The National Hurricane Center named 21 storms this year — starting with Ana and ending with Wanda. There were seven hurricanes — which is about average — but is only half of the record-breaking 2020 season.
Based on the number of named storms, this was the third busies season on record behind last year and 2005. This year there were three Category 1, two Category 3 and two Category 4 hurricanes.
The most powerful storms were Hurricane Sam and Hurricane Ida. Sam was a fish storm in the Northern Atlantic but Ida ravaged Louisiana.
Ida hit the state with 150 mph sustained winds and killed at least 82 people across the country.
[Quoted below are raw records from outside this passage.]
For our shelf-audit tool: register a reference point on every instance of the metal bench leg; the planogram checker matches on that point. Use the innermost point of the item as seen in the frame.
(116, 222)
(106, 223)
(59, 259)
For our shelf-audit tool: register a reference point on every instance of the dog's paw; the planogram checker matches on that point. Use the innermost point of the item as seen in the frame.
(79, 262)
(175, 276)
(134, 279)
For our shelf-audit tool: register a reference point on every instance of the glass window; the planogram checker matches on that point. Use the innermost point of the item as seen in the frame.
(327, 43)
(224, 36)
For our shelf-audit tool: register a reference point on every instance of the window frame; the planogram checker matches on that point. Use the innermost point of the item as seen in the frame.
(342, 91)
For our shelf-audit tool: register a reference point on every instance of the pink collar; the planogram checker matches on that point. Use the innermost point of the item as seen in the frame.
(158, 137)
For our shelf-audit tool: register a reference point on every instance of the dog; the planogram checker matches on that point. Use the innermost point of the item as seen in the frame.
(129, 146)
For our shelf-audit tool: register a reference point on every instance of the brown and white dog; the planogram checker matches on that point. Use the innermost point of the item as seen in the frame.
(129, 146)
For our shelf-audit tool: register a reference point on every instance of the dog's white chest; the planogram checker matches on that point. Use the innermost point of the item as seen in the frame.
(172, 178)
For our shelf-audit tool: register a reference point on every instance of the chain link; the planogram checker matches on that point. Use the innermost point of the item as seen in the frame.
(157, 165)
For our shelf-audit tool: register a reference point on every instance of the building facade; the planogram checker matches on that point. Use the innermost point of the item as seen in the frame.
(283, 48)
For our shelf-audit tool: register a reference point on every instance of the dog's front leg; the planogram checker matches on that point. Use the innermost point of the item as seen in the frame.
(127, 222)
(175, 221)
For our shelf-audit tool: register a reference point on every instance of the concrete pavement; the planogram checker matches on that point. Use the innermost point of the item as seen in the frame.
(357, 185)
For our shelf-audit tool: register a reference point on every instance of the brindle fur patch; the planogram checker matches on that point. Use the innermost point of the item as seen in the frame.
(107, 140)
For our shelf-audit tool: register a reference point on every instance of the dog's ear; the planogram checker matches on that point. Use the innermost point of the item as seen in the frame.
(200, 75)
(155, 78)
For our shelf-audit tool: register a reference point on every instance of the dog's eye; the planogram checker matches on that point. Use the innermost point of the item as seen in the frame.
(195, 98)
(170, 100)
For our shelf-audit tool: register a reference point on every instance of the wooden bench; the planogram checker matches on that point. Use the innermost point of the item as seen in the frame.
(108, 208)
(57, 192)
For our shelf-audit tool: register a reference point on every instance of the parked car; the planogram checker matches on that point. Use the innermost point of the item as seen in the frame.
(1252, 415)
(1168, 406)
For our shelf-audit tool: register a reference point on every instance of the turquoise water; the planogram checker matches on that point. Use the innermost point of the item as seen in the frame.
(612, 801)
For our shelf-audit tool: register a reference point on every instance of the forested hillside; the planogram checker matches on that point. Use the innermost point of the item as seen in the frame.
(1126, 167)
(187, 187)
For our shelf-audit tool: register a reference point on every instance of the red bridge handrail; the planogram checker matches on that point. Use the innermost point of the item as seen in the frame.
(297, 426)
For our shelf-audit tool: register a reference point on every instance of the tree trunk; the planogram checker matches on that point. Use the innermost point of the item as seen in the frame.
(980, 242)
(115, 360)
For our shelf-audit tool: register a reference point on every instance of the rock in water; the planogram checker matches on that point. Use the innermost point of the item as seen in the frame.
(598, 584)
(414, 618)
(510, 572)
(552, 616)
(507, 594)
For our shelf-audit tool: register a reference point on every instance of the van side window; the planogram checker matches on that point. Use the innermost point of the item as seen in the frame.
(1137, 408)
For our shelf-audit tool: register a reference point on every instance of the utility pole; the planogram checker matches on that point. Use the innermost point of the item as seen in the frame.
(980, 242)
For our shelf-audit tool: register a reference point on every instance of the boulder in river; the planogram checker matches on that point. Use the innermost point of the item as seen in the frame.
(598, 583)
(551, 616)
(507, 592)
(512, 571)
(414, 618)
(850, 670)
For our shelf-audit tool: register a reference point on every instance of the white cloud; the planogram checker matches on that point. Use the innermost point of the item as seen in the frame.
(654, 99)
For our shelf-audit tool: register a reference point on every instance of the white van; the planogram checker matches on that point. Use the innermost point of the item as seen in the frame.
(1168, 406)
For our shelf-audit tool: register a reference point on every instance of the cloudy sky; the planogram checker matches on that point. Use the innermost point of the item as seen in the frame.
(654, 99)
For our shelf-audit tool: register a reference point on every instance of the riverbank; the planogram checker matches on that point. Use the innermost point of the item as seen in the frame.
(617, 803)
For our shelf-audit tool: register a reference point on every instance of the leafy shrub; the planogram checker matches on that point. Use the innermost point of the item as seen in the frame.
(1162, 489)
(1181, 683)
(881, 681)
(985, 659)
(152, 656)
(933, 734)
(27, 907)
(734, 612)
It also destroyed large sections of Louisiana's electrical grid — knocking down transmission towers. Neighborhoods were flooded for weeks.
Most of the deaths occurred in the Northeast. Flash flooding from Ida's tropical rains drenched the region — submerging cars, subway stations and homes.
Saharan dust in the air over the Atlantic Ocean and the La Niña system helped to slow the season. By the end of September, the tropical depressions, storms and hurricanes had cost more than $105 billion in damages.
Experts believe the 2022 hurricane season could continue the trend of starting a few weeks earlier than usual.